I will double check the solution provided by @stijnvanhoey and if it works this issue can be closed.
As the result is the same, we should improve the documentation of pygbif to make sure this use case is explained to other users as well. Or we could improve the documentation by providing an explanation of the object oriented way of using pygbif more in general?
+1 to improving docs/adding examples
I test is again to be completely sure. Yes, documentation should be improved as well. I can give a try.
I found that this doesn't work:
gbif_query = GbifDownload(xxxxxxx, xxxxxxxxx) # user name and pwd
gbif_query.add_iterative_predicate('basisOfRecord', ['LITERATURE', 'HUMAN_OBSERVATION'])
gbif_query.add_iterative_predicate('taxonKey', [1898286, 1894840])
gbif_query.add_predicate('hasCoordinate', 'TRUE', predicate_type='equals')
gbif_query.post_download(xxxxxxx, xxxxxxxxx) # user name and pwd
while this works:
gbif_query.add_iterative_predicate('BASIS_OF_RECORD', ['LITERATURE', 'HUMAN_OBSERVATION'])
gbif_query.add_iterative_predicate('TAXON_KEY', [1898286, 1894840])
gbif_query.add_predicate('HAS_COORDINATE', 'TRUE', predicate_type='equals')
gbif_query.post_download(xxxxxxx, xxxxxxxxx) # user name and email
This means that the parameters of the shortcut function occurrences.download()
are the typical ones (same as the rgbif
's ones) while we have to use the "raw" versions of them if we want to build queries with .add_predicate()
and .add_iterative_predicate()
.
This has to be documented as well or, even better I think, should be changed. Converting keys automatically (as in occurrence.download()
) allows the user to not change key style (e.g. hasCoordinate
vs HAS_COORDINATE
) while writing complex queries.
@stijnvanhoey , @sckott : what do you think about?
converting for the user makes sense, what do you think @stijnvanhoey ?
@stijnvanhoey ?
I'm sorry, I agree that using the Darwin-core terms make much more sense for the user. I would refactor the input of it before updating the documentation.
thanks @stijnvanhoey - agree we should refactor. Does one of you have time for this? or should I put it on my to do list?
I won't be able to do it the coming weeks, so it would rather be November that I can contribute on this. Currently too busy on remake of pandas documentation ;-)
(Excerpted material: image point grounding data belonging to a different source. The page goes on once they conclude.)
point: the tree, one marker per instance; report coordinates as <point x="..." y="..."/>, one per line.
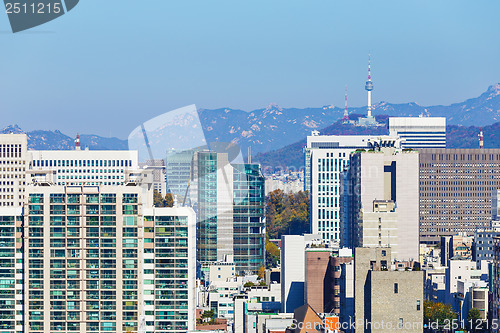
<point x="272" y="255"/>
<point x="474" y="320"/>
<point x="437" y="314"/>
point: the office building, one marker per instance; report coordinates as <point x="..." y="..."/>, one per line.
<point x="384" y="297"/>
<point x="158" y="171"/>
<point x="383" y="201"/>
<point x="101" y="258"/>
<point x="419" y="132"/>
<point x="229" y="200"/>
<point x="83" y="167"/>
<point x="13" y="151"/>
<point x="326" y="158"/>
<point x="292" y="272"/>
<point x="495" y="279"/>
<point x="178" y="173"/>
<point x="456" y="191"/>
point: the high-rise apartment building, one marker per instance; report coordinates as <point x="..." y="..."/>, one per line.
<point x="495" y="279"/>
<point x="419" y="132"/>
<point x="326" y="158"/>
<point x="229" y="200"/>
<point x="456" y="190"/>
<point x="101" y="258"/>
<point x="12" y="309"/>
<point x="13" y="165"/>
<point x="383" y="201"/>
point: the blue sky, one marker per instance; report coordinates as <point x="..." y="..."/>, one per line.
<point x="109" y="65"/>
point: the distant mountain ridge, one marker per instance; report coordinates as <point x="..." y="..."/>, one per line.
<point x="55" y="140"/>
<point x="274" y="127"/>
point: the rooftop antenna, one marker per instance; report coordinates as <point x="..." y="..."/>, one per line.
<point x="481" y="139"/>
<point x="346" y="115"/>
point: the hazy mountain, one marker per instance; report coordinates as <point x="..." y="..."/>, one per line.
<point x="292" y="156"/>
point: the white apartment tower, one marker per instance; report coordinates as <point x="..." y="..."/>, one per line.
<point x="326" y="158"/>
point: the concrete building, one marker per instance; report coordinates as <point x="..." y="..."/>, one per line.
<point x="386" y="300"/>
<point x="463" y="271"/>
<point x="293" y="269"/>
<point x="292" y="272"/>
<point x="13" y="159"/>
<point x="456" y="246"/>
<point x="383" y="201"/>
<point x="326" y="157"/>
<point x="419" y="132"/>
<point x="456" y="190"/>
<point x="229" y="201"/>
<point x="101" y="258"/>
<point x="495" y="281"/>
<point x="316" y="265"/>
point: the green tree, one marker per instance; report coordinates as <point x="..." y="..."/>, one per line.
<point x="474" y="320"/>
<point x="438" y="313"/>
<point x="272" y="255"/>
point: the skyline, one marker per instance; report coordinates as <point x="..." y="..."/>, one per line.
<point x="241" y="56"/>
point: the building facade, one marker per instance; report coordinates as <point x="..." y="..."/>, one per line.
<point x="419" y="132"/>
<point x="383" y="207"/>
<point x="100" y="258"/>
<point x="229" y="200"/>
<point x="13" y="159"/>
<point x="456" y="190"/>
<point x="326" y="158"/>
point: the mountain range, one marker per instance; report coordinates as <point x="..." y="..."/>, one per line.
<point x="274" y="129"/>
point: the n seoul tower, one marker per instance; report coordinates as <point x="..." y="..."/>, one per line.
<point x="369" y="88"/>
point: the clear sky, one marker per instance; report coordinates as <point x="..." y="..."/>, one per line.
<point x="109" y="65"/>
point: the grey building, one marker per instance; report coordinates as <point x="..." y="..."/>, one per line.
<point x="386" y="300"/>
<point x="496" y="281"/>
<point x="229" y="201"/>
<point x="483" y="244"/>
<point x="383" y="201"/>
<point x="456" y="190"/>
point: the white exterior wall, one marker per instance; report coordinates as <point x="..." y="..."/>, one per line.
<point x="292" y="272"/>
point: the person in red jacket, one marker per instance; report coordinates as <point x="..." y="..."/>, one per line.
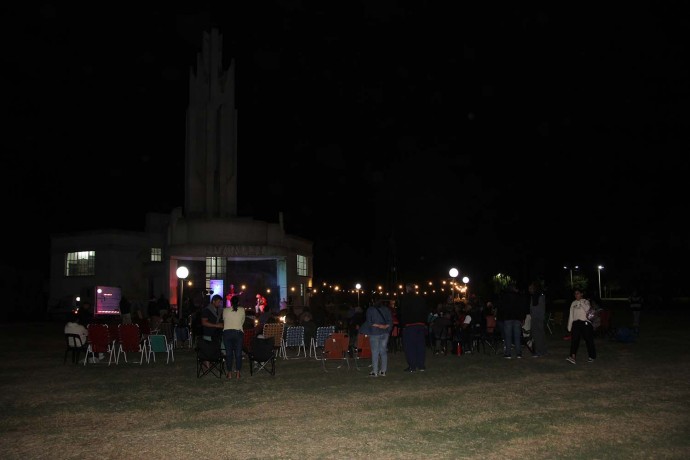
<point x="260" y="304"/>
ok, thanks @stijnvanhoey - pandas docs sounds fun and impt.
I'll probably take a crack at it, but will make sure you two have a look at it
Thanks @sckott . Just back from two weeks holidays and I don't see time to do it even. Still, available for review. So, ping me if needed.
+1 for adding this to the docs. I had to search through the issues to find this info.
duplicate of #104